UBIFS corruption after power cut - possibly unstable bits issue?

Tue Oct 27 12:52:46 PDT 2015

Tim,

Am 27.10.2015 um 20:01 schrieb Tim Harvey:
> I'm not understanding what is making you say that the issue I
> encountered is 'not' the unstable bits issue described at
> http://www.linux-mtd.infradead.org/doc/ubifs.html#L_unstable_bits? My
> understanding is that the 'unstable bit' issue refers to bits which
> are truly unstable and can read either way each and every read due to
> not getting properly erased/written.

You are right. I was sorting out the unstable bits issue a bit too
early. I'm sorry.
Let's double check. Can you enable UBI verbose logging while testing?
Such that we can see which blocks were written/erased while the power cut
happened?

> If I understand what you are saying you are thinking that my issue is
> instead the result of a never-used PEB that had bit-flips from the
> manufacturer in which case the bits would read the same every time?
> How can we know this PEB was never before used and isn't one that was
> being erased/written during a power cut?

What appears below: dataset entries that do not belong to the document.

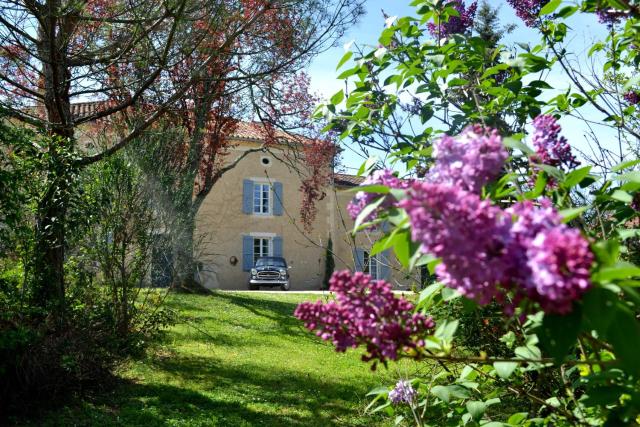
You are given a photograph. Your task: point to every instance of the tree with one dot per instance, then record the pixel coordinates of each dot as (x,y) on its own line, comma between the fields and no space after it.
(145,56)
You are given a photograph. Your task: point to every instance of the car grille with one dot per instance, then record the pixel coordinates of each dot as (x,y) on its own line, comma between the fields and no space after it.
(268,275)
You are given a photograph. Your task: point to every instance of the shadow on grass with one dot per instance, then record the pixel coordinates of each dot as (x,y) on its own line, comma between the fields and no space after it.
(227,397)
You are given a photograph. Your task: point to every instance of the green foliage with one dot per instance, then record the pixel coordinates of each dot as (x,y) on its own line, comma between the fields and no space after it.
(329,264)
(236,359)
(529,368)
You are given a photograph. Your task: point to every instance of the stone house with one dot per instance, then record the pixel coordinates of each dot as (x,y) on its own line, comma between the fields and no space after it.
(254,210)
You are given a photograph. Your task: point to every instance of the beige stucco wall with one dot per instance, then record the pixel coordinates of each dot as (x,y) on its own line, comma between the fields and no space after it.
(221,224)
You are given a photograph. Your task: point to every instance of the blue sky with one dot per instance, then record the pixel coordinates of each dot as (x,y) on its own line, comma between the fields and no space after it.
(584,30)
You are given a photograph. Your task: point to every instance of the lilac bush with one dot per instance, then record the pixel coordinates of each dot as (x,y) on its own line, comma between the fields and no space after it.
(403,392)
(471,160)
(528,10)
(365,312)
(456,24)
(551,148)
(468,233)
(632,97)
(384,177)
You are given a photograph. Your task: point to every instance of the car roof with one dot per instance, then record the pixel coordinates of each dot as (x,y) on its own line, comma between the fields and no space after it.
(271,258)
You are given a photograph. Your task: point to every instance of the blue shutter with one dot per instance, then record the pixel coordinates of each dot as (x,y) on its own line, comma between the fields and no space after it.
(277,246)
(358,255)
(384,269)
(247,196)
(277,202)
(247,253)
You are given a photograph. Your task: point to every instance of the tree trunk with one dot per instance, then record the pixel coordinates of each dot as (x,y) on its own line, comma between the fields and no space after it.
(49,287)
(48,268)
(186,263)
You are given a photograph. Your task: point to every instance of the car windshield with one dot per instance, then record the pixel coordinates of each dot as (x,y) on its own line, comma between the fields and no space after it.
(273,262)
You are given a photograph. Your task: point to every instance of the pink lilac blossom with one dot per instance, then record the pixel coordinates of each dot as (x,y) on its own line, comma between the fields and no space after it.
(456,24)
(469,234)
(551,148)
(403,392)
(632,97)
(635,202)
(366,312)
(487,252)
(362,199)
(611,16)
(528,10)
(553,260)
(559,259)
(470,160)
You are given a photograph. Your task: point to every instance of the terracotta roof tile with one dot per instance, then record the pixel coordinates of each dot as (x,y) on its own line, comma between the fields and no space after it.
(347,180)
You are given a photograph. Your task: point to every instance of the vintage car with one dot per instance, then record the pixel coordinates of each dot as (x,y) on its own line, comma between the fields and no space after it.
(271,272)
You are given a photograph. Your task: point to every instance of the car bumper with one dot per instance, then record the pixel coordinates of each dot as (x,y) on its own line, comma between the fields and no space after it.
(268,282)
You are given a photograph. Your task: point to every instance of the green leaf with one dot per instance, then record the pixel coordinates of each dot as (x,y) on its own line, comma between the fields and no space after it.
(516,144)
(347,56)
(367,165)
(620,270)
(559,333)
(476,409)
(404,248)
(625,165)
(624,334)
(631,82)
(550,7)
(337,97)
(629,177)
(569,214)
(373,188)
(597,309)
(445,393)
(575,177)
(368,210)
(528,352)
(622,196)
(517,418)
(567,11)
(505,369)
(446,329)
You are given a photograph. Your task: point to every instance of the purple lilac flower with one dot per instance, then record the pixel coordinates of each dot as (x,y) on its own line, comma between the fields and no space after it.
(559,259)
(528,10)
(362,199)
(635,202)
(553,260)
(632,97)
(551,148)
(403,392)
(611,16)
(470,160)
(468,233)
(487,254)
(455,24)
(366,312)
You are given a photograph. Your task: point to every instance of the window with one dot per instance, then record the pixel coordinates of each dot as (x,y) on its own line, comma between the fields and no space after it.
(371,265)
(261,198)
(261,247)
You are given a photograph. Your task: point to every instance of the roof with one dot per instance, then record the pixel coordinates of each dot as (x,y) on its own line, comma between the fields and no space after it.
(254,131)
(347,180)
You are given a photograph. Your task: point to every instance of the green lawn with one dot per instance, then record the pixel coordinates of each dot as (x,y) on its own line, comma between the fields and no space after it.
(242,359)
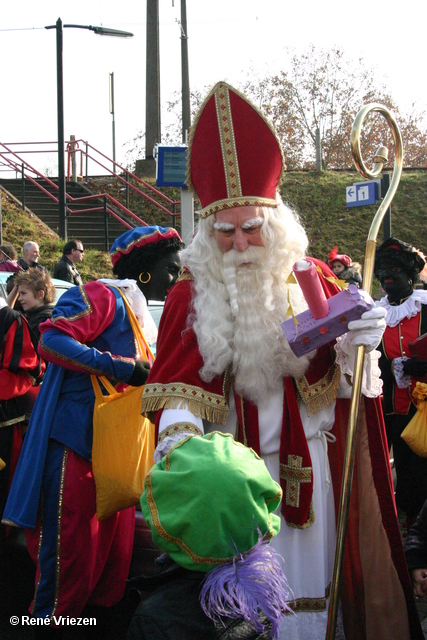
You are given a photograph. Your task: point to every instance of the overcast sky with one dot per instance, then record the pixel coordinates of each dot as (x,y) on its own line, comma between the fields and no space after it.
(226,39)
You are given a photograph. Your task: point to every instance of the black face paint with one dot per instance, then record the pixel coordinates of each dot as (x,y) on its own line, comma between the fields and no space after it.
(163,276)
(395,282)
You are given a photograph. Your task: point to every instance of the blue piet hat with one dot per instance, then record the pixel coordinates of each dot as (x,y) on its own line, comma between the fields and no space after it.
(140,237)
(210,505)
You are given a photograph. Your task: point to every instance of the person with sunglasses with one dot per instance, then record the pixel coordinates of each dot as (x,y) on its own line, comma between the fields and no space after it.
(66,269)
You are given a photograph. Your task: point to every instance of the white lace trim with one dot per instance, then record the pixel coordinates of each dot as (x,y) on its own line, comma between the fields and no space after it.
(138,304)
(408,309)
(403,381)
(163,447)
(372,384)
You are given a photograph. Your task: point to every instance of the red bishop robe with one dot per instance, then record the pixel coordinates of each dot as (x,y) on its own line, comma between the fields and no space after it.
(376,594)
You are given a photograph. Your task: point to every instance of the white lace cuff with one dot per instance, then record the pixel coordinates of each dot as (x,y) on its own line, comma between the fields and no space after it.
(175,425)
(372,384)
(403,381)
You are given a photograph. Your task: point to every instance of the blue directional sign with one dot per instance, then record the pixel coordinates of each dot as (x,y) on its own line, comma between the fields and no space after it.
(171,166)
(361,194)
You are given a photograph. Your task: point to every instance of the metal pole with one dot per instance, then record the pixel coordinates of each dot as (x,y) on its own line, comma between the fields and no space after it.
(87,159)
(107,248)
(114,124)
(318,150)
(61,141)
(186,115)
(23,186)
(152,86)
(385,183)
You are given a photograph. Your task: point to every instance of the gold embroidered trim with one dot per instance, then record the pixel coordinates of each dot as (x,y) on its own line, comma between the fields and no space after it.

I've seen bit flips on cheap SLC NANDs which came out of a sudden.
According to the FAE I was talking to this is legit for NAND
as long the flipping bits are fixable by the ECC engine.

> In my test scenario where the rootfs is mounted from the kernel
> read-only, but later mounted read-write by userspace (yet not being
> specifically written to by userspace) then power-cut should 'any' NAND
> writes would be occurring at all? And if not as I suspect, then how
> could a subsequent boot end up using a PEB that may have been never
> previously used and have bit-flips from the manufacturer?

UBIFS's has a wandering journal. During the remount it moved maybe.
But for a more expressive analysis I'd need a nanddump to find out which
blocks are in which role.
Can you share the nanddump?

> Should we be doing an erase block on every NAND block during our board
> manufacturing process to avoid this?

Sorry, I don't understand this sentence.
Do you mean a full erasure of the whole NAND?
If so, it would not help as the bit flips can come later.
(Without writing/erasing the block)
The root cause is that your NFC cannot correct bit flips on empty pages.

> It sounds like this 'unexpected bit-flips on erased pages from the
> mfg' issue is a ticking time-bomb for people using ubi/ubifs NAND.
> Shouldn't the http://www.linux-mtd.infradead.org/doc/ubifs.html page
> be updated to refer to this known issue as well as the unstable bit
> issue?

As I said the root cause is that some NFCs cannot correct bit flips on empty
pages.
Instead of putting warnings to ubifs.html I'd love to see a solution on the
said drivers or MTD core.

> I can add some debugging to find out - what specifically would be
> helpful to add?

A hexdump of the buffer would be a good start.

> Thanks for the help!

Thanks for sharing your issues. This is the only way
to address them.
That said, as far on no board I had access to I was able to reproduce the unstable bits
issue. It was always something else.

Thanks,
//richard